Calmados los ánimos, Valle quedó en la soledad de su sepultura regalada por las autoridades civiles, asunto este que no dejó tranquila a la familia dados los malos vientos dictatoriales que se avecinaban. Y no les faltaba razón. Pasado el tiempo, el cambio de régimen provocó que los anticlericales huesos de don Ramón corrieran el riesgo de acabar en la fosa común, pero la familia de Valle-Inclán adquirió la propiedad para evitar el desalojo y, desde entonces, descansa tranquilo el escritor ajeno a vaivenes políticos.

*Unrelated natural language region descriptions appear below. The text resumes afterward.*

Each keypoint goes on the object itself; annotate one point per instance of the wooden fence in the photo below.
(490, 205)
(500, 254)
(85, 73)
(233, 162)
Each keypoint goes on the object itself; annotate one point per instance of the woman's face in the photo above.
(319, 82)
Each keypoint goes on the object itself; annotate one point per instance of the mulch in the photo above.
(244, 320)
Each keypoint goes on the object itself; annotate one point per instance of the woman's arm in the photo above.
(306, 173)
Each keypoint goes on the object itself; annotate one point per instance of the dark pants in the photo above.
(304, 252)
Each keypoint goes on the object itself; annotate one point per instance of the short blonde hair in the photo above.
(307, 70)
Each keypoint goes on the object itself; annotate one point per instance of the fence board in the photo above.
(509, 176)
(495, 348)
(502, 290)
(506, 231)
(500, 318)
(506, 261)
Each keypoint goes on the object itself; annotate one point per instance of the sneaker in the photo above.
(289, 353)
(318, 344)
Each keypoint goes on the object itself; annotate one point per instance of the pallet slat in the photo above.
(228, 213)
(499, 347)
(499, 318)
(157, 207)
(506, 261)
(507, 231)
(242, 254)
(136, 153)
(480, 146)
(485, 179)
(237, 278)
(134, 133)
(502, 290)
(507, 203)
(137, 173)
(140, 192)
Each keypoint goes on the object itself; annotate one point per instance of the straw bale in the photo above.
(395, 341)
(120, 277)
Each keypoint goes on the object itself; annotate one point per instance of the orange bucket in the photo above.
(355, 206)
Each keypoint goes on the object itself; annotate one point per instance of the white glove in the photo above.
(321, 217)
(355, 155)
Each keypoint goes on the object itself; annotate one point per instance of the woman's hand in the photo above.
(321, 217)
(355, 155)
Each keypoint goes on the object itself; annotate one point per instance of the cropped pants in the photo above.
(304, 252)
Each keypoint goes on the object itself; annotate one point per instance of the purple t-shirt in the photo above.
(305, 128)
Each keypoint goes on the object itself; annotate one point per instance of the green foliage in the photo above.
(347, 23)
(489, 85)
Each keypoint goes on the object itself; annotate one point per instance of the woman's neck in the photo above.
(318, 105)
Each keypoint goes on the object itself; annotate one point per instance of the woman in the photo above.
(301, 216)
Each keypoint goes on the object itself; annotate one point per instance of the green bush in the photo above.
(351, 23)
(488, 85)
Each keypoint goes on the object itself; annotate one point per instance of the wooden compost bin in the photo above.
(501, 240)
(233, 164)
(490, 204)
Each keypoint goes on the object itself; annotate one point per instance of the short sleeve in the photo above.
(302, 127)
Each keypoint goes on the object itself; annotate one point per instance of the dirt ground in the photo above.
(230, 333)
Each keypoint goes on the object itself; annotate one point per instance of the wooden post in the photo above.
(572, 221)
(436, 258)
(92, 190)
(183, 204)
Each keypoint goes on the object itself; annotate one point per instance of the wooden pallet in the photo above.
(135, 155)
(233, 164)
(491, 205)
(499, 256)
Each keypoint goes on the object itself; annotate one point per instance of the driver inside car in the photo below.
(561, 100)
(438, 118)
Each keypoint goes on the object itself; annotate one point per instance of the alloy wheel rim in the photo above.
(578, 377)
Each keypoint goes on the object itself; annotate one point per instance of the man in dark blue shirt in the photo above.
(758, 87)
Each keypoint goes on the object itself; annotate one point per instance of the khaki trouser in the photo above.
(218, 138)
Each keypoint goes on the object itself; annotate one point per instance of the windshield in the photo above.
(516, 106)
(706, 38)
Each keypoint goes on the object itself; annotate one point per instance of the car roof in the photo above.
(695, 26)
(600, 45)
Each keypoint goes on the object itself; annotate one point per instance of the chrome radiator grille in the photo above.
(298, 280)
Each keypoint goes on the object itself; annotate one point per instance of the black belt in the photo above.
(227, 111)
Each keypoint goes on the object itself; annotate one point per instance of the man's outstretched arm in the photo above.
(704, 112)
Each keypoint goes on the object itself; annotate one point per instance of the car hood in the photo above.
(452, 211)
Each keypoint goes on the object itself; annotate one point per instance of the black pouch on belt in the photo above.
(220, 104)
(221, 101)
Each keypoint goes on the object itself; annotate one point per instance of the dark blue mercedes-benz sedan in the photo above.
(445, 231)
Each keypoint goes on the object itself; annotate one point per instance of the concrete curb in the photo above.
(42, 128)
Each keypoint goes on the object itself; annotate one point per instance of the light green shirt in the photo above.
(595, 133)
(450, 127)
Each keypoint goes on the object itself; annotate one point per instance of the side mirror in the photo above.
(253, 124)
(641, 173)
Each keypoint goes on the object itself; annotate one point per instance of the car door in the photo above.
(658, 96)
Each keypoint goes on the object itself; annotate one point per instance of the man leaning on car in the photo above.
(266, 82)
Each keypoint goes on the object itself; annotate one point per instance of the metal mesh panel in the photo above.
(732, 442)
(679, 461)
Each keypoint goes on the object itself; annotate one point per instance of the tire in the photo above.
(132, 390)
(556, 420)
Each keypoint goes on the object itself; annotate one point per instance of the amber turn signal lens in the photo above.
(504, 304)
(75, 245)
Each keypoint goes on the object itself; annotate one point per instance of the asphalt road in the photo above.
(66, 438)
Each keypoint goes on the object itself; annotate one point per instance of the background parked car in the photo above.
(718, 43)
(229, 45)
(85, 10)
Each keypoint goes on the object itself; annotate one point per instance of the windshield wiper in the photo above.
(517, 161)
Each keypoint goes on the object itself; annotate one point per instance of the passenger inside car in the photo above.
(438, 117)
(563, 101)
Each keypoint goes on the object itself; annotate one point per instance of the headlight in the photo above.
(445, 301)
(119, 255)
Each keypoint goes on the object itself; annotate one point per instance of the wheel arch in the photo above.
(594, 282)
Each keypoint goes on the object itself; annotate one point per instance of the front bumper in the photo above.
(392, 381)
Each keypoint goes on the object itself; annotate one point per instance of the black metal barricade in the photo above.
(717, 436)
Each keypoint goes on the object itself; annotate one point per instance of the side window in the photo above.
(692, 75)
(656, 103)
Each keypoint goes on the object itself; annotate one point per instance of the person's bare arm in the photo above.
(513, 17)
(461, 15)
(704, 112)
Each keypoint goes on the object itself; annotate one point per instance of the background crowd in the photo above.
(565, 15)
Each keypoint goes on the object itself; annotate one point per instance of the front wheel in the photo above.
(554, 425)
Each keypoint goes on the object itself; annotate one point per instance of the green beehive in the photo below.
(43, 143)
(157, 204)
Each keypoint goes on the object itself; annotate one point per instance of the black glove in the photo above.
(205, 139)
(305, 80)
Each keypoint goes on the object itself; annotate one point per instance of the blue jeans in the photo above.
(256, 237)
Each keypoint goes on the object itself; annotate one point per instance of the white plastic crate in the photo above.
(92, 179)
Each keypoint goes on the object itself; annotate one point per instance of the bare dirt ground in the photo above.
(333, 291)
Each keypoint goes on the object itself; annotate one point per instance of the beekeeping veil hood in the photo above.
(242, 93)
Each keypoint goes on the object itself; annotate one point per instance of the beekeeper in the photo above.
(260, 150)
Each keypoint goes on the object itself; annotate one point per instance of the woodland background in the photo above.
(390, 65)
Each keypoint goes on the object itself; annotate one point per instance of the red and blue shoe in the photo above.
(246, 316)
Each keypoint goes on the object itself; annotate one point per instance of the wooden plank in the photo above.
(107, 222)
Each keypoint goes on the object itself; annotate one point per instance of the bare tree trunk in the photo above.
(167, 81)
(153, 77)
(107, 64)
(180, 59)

La Xunta de Galicia, sin embargo, ha intentado en varias ocasiones arrancar una autorización familiar que permitiera trasladar a Valle-Inclán al Panteón de Galegos Ilustres, situado en la antigua iglesia de San Domingo de Bonaval, también en Santiago. La familia se mantuvo firme ante las intenciones autonómicas, una indiscutiblemente acertada decisión, por que éstas son las fechas en que, por una de esas cabriolas judiciales, la gestión del Panteón de Galegos Ilustres ha pasado a manos del Arzobispado de Santiago. Los seis ilustres gallegos que allí reposan, entre ellos Rosalía de Castro, y que en su momento fueron trasladados desde sus respectivas sepulturas hasta esta institución que se creía civil, reposan ahora en recinto sagrado.
Don Ramón María del Valle-Inclán, ante esta incómoda situación, capaz hubiera sido de resucitar y salir corriendo de allí aun a riesgo de desmoronarse por el camino.